Harris“Cows, Pigs, Wars, and Witches: The Riddles of Culture”

by Marvin Harris

1974 Random House

Why do Jews and Muslims refuse to eat pork? Why were thousands of witches burned at the stake during late medieval Europe? These and other riddles are explored by famous anthropologist Marvin Harris, and his conclusions are simple: people act within social and ecological contexts that make their actions meaningful. Put another way: cultural ideas and practices that seem strange to us may actually be vital and necessary to the people of those cultures.

Harris is especially good at explaining how societies create elaborate rituals to avoid harming the natural ecosystems they depend on, which clarifies the Middle Eastern ban on pig products. It turns out the chubby animals compete with humans for the same foods. Raising them in large numbers would place great strain on a land made fragile by thousands of years of deforestation and desertification. Better to ban them entirely and not risk further ecological damage.
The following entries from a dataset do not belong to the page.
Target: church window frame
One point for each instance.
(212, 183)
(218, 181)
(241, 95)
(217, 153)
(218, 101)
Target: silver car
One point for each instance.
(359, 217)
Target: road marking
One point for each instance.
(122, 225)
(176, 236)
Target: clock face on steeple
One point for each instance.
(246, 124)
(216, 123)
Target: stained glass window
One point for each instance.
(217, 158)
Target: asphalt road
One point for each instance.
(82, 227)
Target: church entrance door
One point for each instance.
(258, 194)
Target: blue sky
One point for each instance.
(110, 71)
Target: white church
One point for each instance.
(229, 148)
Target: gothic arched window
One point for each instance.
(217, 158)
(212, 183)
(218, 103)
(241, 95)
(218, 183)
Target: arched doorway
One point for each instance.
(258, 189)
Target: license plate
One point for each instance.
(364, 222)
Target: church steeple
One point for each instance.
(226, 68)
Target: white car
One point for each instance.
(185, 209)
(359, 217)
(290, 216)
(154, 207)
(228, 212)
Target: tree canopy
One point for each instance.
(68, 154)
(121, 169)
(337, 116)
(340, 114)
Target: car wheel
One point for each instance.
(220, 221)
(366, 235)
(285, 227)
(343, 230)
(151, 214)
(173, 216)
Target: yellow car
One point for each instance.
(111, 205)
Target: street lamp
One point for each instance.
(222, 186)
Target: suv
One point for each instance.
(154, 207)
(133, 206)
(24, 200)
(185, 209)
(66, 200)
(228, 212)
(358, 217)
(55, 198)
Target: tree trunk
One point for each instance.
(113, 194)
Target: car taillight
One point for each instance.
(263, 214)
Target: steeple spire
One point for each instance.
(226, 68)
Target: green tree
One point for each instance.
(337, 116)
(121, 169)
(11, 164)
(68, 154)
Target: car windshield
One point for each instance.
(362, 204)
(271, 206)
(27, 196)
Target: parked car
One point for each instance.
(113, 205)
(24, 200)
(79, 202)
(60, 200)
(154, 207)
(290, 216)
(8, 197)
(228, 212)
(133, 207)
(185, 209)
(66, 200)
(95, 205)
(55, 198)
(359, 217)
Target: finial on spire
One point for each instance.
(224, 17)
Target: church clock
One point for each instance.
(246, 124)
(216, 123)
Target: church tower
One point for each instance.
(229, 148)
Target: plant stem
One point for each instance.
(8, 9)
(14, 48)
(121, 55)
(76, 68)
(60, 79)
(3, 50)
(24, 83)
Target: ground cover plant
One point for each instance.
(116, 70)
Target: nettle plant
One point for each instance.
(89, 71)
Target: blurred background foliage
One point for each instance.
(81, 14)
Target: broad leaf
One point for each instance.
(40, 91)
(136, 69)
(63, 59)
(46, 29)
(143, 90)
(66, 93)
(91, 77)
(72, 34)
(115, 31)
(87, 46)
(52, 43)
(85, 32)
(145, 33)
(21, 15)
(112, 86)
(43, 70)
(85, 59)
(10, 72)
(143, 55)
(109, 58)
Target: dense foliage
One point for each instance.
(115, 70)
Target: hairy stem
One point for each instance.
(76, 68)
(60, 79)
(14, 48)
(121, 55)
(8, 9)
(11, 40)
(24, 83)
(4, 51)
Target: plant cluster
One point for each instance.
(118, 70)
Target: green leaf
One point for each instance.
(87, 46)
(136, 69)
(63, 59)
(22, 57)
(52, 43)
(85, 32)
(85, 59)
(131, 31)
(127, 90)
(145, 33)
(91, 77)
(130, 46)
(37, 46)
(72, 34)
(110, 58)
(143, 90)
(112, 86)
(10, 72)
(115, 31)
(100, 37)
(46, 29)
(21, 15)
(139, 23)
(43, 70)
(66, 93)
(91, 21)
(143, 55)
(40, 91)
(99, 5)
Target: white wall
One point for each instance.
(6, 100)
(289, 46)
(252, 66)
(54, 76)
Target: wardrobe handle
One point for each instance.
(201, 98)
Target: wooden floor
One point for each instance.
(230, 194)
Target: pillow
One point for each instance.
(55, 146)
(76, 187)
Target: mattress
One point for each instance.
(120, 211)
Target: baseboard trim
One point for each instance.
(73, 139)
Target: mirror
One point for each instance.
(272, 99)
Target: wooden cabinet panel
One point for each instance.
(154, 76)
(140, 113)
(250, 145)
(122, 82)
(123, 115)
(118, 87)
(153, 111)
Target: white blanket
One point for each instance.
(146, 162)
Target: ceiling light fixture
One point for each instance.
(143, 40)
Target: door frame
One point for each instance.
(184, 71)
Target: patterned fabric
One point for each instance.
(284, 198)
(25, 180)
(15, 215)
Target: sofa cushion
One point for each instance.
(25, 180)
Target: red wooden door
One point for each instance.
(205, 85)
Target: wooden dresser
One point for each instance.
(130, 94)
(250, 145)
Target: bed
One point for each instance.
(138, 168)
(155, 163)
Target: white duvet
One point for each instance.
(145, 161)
This logic is then extended to elucidate why the institution of warfare probably first arose as a way to limit population pressure on the environment. In Harris’ words, “In most primitive societies, warfare is an effective means of population control because intense, recurring intergroup combat places a premium upon rearing male rather than female infants.” Since the rate of population growth depends on the number of healthy women, privileging males by making their larger bodies necessary for combat is a way of reducing the need to “eat the forest.” Not that male supremacy and violence is the BEST way to curb population growth, but it’s one ritual that societies have adopted to meet that goal.

This discussion of patriarchy leads to an exploration of class. The emergence of “big men”, chiefs, and finally the State is explained as a cascading distortion of the original principles of reciprocity into the rule of redistribution. “Big men” work harder than anyone in their tribe to provide a large feast for their community – with the only goal being prestige. Chiefs similarly pursue prestige, and plan great feasts to show off their managerial skills, but they themselves harvest little food. Finally “we end up with state-level societies ruled over by hereditary kings who perform no basic industrial or agricultural labor and who keep the most and best of everything for themselves.” At the root of this construction of inequality is the impetus to make people work harder to create larger surpluses so that greater social rewards can be given out to show off the leader’s generosity. But only at the State or Imperial level is this hierarchy enforced not by prestige but by force of arms, to stop the poor and working classes from revolting and sharing the fruits of their labor.

The most provocative sections of the book deal with revolutionary movements that fought for this liberation, within the context of the religious wars of Biblical Judea and Late Medieval Europe.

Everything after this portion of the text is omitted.